Motorways, pubs and nannies

A new pub has opened in Beaconsfield, Buckinghamshire. That's news in itself, given that around 1200 pubs closed down last year, thanks (or no thanks) to the weight of retail and employment regulation that makes pubs so darn expensive to run.

But the Hope & Champion is of doubt interest, because it is in the Extra Motorway Service Area at Junction 2 of the M40. So the people who go there are almost certain to get there by car. So naturally there have been plenty of critics complaining that this initiative sends out all the wrong signals about drinking and driving.

Well, pubs in the UK are licensed, precisely because we know the potential problems that can go with alcohol consumption. But the fact is that the local police did not object to the licence, nor did the local authority. And the local paper is giving the new pub splash coverage. So local people don't think there's a problem here.

The real problem is the message that the critics send out, yet again – that the political class in Britain thinks the adult population of their country are completely incapable of making their own choices, and that their lives have to be micro-managed for them. This pub, like most others these days, is basically a restaurant that also serves alcohol. It opens at four in the morning and starts selling alcohol at nine - though apart from one stalwart getting stuck into a pint for the cameras, most people there this morning were getting stuck into nothing more life-threatening than a Full English Breakfast. And if a group of people want to stop off the M40 for lunch or dinner, why should the passengers be denied the pleasure of a small sherry just so that drivers are 'kept away from temptation'?

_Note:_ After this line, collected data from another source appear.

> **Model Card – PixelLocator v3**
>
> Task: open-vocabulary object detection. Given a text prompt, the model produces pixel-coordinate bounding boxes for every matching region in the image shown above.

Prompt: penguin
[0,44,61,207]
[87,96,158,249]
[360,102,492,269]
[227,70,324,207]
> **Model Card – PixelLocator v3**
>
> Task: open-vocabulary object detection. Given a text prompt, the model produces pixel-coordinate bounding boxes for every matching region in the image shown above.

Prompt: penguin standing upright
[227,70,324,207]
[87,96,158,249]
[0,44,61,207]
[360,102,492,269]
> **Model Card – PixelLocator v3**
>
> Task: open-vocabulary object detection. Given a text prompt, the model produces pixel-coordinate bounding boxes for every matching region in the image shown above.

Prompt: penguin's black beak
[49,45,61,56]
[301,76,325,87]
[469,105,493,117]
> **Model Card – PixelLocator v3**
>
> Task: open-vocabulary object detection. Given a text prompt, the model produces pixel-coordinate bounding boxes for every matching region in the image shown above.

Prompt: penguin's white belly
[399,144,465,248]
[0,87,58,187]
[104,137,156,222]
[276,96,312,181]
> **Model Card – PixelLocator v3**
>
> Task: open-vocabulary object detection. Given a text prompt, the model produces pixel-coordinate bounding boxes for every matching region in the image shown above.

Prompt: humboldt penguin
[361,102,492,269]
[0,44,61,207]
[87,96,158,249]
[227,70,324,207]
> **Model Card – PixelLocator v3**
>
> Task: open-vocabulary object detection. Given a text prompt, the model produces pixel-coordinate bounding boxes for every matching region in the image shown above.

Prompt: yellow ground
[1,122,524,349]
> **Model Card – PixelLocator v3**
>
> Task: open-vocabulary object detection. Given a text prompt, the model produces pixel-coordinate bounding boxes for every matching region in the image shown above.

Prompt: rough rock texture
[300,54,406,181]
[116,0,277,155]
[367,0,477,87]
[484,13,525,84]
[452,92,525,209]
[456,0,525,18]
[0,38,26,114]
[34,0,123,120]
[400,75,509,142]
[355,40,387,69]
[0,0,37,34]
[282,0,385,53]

Weatherspoons, the pub owners, are a responsible chain. Their menus carry Drink Aware slogans and information. Their staff do not serve people who have already had enough. People know that there are legal limits on drinking and driving - and they know that even drinking below the legal limit can slow down your reactions. So most drivers who visit the pub, alone or with a group, would probably not have alcohol anyway, and their passengers would probably not want them to.

So as the police and local authority figure, there's no problem. The only problem is all those people who deem it their business to treat us like children.